Hadria refused now to meet Professor Theobald at the Cottage. His visits there, which had been timed to meet her, must be paid at a different hour. He remonstrated in vain. She shewed various other inconsistencies, as he called them. He used to laugh affectionately at her “glimpses of conscience,” but said he cared nothing for these trifles, since he had her assurance that she loved him. How he had waited and longed for that! How hopeless, how impossible it had seemed. He professed to have fallen in love at first sight. He even declared that Hadria had done the same, though in a different way, without knowing it. Her mind had resisted and, for the time, kept her feelings in abeyance. He had watched the struggle. Her heart, he rejoiced to believe, had responded to him from the beginning. By dint of repeating this very often, he had half convinced Hadria that it was so. She preferred to think that her feeling was of the long-standing and resistless kind.

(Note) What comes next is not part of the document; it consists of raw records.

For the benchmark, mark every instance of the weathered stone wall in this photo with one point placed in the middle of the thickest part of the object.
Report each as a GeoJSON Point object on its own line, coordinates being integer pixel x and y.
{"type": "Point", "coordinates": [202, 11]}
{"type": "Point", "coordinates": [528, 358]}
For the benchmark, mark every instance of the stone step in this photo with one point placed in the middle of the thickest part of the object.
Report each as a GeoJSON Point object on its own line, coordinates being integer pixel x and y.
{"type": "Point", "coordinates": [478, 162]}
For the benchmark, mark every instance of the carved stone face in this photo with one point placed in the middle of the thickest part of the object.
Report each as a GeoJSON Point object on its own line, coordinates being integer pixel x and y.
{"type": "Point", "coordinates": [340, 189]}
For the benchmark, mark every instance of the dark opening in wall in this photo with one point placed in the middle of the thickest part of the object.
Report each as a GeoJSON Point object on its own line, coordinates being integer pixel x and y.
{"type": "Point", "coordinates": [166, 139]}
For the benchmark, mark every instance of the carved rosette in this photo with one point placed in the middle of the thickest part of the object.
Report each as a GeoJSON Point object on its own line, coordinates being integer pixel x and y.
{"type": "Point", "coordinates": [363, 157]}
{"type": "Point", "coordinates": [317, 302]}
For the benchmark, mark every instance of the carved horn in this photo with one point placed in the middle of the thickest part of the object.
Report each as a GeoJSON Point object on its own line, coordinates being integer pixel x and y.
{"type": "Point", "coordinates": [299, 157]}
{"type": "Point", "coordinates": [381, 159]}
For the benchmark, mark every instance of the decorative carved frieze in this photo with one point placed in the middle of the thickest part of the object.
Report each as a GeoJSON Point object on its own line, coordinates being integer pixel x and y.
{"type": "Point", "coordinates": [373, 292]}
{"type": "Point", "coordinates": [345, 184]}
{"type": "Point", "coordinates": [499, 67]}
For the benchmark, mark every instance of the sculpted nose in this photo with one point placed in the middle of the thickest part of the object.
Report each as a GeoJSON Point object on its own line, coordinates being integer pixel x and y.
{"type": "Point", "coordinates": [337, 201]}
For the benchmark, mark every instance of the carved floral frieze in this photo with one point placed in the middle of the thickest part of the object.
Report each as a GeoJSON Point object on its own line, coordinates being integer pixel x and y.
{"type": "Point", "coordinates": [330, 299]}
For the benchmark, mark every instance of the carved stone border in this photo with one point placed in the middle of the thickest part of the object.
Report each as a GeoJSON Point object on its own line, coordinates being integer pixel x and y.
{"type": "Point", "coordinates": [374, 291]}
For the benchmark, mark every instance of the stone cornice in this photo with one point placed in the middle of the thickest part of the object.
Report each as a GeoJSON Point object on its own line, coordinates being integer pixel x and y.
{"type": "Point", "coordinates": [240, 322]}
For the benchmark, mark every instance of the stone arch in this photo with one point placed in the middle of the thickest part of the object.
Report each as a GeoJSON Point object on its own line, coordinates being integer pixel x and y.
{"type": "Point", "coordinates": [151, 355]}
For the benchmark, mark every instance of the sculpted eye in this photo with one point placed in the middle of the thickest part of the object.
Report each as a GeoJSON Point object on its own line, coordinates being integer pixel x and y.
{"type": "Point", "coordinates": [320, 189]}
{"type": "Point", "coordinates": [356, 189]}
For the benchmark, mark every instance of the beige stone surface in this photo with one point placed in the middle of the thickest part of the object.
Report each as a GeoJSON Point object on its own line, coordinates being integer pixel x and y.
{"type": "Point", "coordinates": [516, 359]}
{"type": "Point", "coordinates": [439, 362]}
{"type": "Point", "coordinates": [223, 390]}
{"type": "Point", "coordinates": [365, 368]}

Sometimes she had intervals of reckless happiness, when all doubts were kept at bay, and the condition of belief that she assiduously cultivated, remained with her freely. She felt no secret tug at the tether. Professor Theobald would then be at his best; grave, thoughtful, gentle, considerate, responsive to every mood.

When they met at Craddock Place and elsewhere, Hadria suffered miseries of anxiety. She was terrified lest he should do or say something in bad taste, and that she would see her own impression confirmed on the faces of others. She put it to herself that she was afraid people would not understand him as she did. The history of his past life, as he had related it to her, appealed overpoweringly to all that was womanly and protective in her nature. He was emotional by temperament, but circumstance had doomed him to repression and solitude. This call on her sympathy did more than anything to set Hadria’s mind at rest. She gave a vast sigh when that feeling of confidence became confirmed. Life, then, need no longer be ridiculous! Hard and cruel it might be, full of lost dreams, but at least there would be something in it that was perfect. This new emotional centre offered the human summum bonum: release from oneself.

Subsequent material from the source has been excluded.